Sports massage can accompany structured physical therapy or physiotherapy to treat a chronic injury. It can also be given alongside treatment for an acute injury, such as the PRICE protocol. PRICE stands for Protection, Rest, Ice, Compression, and Elevation. Massage and physical therapists recommend it for the first 24-72 hours following injury.

Finally, it can also be used with complementary treatments such as aromatherapy. For example, if an athlete is nervous about an upcoming event, an aromatherapy treatment with lavender oil may calm them.

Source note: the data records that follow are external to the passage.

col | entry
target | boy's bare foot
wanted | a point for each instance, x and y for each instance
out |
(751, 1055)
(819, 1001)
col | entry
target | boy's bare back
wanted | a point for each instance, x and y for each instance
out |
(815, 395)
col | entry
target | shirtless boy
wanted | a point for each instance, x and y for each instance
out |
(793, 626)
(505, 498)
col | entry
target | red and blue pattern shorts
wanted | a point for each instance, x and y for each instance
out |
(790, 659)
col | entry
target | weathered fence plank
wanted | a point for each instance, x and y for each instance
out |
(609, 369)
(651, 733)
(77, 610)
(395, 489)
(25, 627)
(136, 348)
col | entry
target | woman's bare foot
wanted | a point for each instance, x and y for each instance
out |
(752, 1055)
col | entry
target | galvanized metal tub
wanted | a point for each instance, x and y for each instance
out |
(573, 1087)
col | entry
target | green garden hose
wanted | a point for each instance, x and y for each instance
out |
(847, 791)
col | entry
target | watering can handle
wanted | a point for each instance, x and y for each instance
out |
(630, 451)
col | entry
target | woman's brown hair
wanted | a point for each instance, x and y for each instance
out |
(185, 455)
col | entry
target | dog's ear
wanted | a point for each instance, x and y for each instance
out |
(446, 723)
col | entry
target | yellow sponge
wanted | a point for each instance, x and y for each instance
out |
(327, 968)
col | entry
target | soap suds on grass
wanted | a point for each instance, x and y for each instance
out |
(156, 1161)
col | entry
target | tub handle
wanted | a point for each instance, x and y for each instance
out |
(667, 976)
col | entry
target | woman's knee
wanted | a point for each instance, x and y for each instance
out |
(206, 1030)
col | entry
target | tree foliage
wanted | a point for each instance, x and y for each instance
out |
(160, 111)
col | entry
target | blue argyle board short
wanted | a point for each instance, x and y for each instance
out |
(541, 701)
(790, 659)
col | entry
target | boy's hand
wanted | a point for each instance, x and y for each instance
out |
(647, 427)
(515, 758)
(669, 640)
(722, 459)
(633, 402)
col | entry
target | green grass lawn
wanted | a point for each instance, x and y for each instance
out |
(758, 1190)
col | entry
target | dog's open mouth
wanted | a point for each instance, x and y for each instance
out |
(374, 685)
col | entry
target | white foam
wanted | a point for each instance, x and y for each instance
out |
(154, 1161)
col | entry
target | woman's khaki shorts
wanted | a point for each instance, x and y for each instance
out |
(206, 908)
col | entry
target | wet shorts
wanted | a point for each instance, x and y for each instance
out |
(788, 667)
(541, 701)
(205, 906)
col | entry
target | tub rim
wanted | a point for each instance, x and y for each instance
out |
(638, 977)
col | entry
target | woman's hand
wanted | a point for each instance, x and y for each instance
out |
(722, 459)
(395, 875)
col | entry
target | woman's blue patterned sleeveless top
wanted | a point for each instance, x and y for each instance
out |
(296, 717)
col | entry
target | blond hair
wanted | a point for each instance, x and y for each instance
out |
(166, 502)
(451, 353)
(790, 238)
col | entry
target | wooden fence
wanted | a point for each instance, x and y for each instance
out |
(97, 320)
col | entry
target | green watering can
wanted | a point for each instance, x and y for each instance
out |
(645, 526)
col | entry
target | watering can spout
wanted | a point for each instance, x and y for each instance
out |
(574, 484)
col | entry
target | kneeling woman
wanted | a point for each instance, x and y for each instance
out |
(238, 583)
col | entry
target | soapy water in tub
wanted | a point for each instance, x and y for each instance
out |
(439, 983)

Sports massage and diagnosis

A massage therapist is not a medical doctor. If you suspect that you have a serious injury or a medical condition, make an appointment with your physician. They can advise you whether a sports massage is appropriate. If you have a chronic or severe injury, you may require physiotherapy.

Your therapist will ask for a medical history at your first appointment. Be honest with them; your diagnoses can help them tailor the treatment to suit your needs. In some cases, they might request that you get medical clearance from your doctor. Make sure your therapist has the experience and qualifications necessary to deliver a suitable massage.

So, if muscle soreness and tension is holding you back or injury is getting in your way, why not try a massage? There’s a good reason why lots of athletes swear by it as a regular treatment. It’s a safe, drug-free intervention with few side-effects. Give it a go!